Soooooo what does it tell us about the correctness of the new evalBinOp-based solution?

Charusso updated this revision to Diff 227543.Nov 1 2019, 2:57 PM
Charusso marked 4 inline comments as done.
  • Old division swapped by evalBinOp.

Thanks, now it is cool!

clang/lib/StaticAnalyzer/Core/DynamicSize.cpp
40–48

So, when I tried to inject an APSInt it converted to 0 so division by zero made that. I felt that the implicit conversion is wonky, but dividing by 0, ugh.
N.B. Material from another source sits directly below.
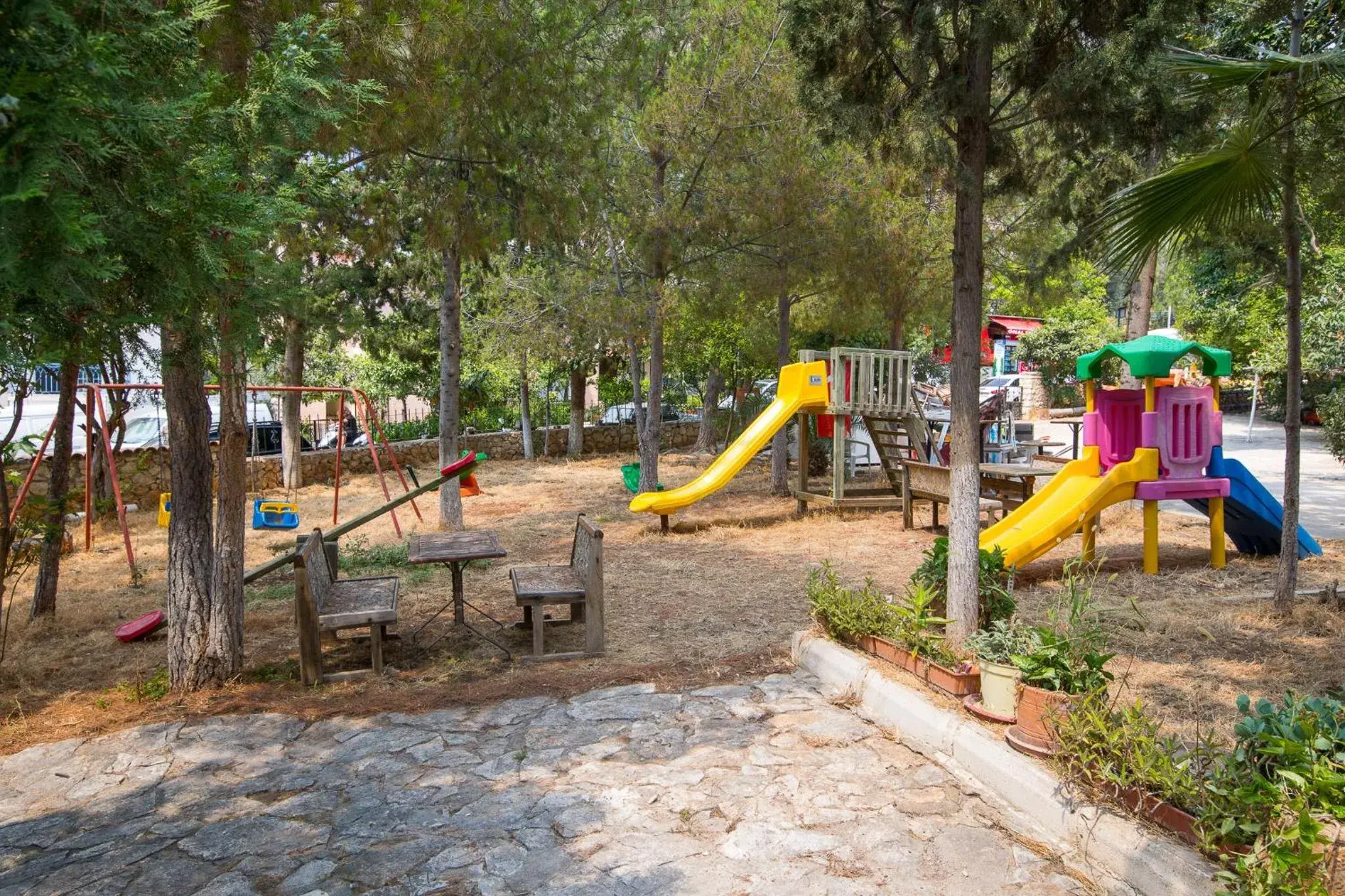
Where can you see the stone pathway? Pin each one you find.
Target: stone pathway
(736, 789)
NoQ accepted this revision.Nov 1 2019, 3:07 PM
NoQ added inline comments.
clang/lib/StaticAnalyzer/Core/DynamicSize.cpp
40–48

Yay, great job figuring this out!

Also the conversion wasn't implicit; you explicitly specified llvm::APSInt(...). I agree that this constructor is evil, though.

44–47

I'd rather do a castAs here. Allocating a region of garbage size should be an immediate warning; supplying a zero-size ElementTy should be an immediate crash; in all other cases the result of division must be defined.

This revision is now accepted and ready to land.Nov 1 2019, 3:07 PM
Charusso updated this revision to Diff 227546.Nov 1 2019, 3:33 PM
Charusso marked 3 inline comments as done.
  • Done.

Thanks for the review!

clang/lib/StaticAnalyzer/Core/DynamicSize.cpp
40–48

getQuantity() retuns a QuantityType, but now I see: typedef int64_t QuantityType, so I was fooled.

This revision was automatically updated to reflect the committed changes.

@Charusso
I think this patch may fix this bug https://bugs.llvm.org/show_bug.cgi?id=25284
Could you please verify and close it if so?
At least I couldn't reproduce it on the latest build.